Il y a exactement trois mois de cela, après que les États-Unis ont accusé Assad de faire usage d’armes chimiques, Trump a procédé, en représailles, à des frappes aériennes contre une base aérienne syrienne. À l’époque, l’ambassadrice à l’ONU, Nikki Haley, avait déclaré : « Nous ne pouvons absolument pas imaginer qu’on arrive à la paix dans cette région avec Assad à la tête du gouvernement syrien. »
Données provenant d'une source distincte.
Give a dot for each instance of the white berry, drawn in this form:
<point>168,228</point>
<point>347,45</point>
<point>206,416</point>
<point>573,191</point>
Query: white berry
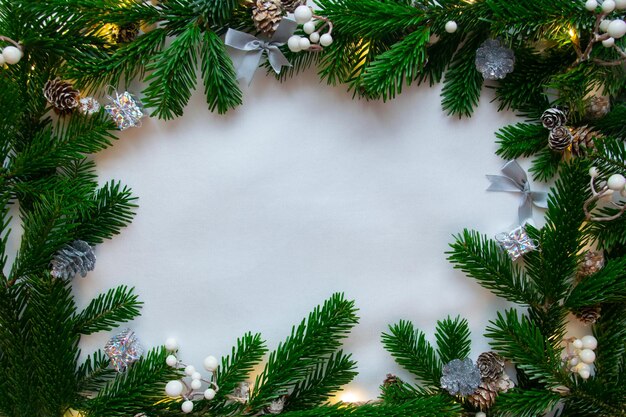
<point>326,39</point>
<point>209,394</point>
<point>293,43</point>
<point>210,363</point>
<point>616,29</point>
<point>608,6</point>
<point>12,55</point>
<point>616,182</point>
<point>451,26</point>
<point>171,360</point>
<point>187,407</point>
<point>314,37</point>
<point>607,43</point>
<point>171,344</point>
<point>189,370</point>
<point>309,27</point>
<point>589,342</point>
<point>587,356</point>
<point>174,389</point>
<point>303,14</point>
Selon des responsables, Trump a pris la décision de mettre un terme au programme de la CIA, il y a près d’un mois, après une réunion dans le Bureau ovale avec le directeur de la CIA, Mike Pompeo, et le conseiller à la sécurité nationale, H. R. McMaster, avant sa rencontre du 7 juillet, en Allemagne, avec le président russe Vladimir Poutine.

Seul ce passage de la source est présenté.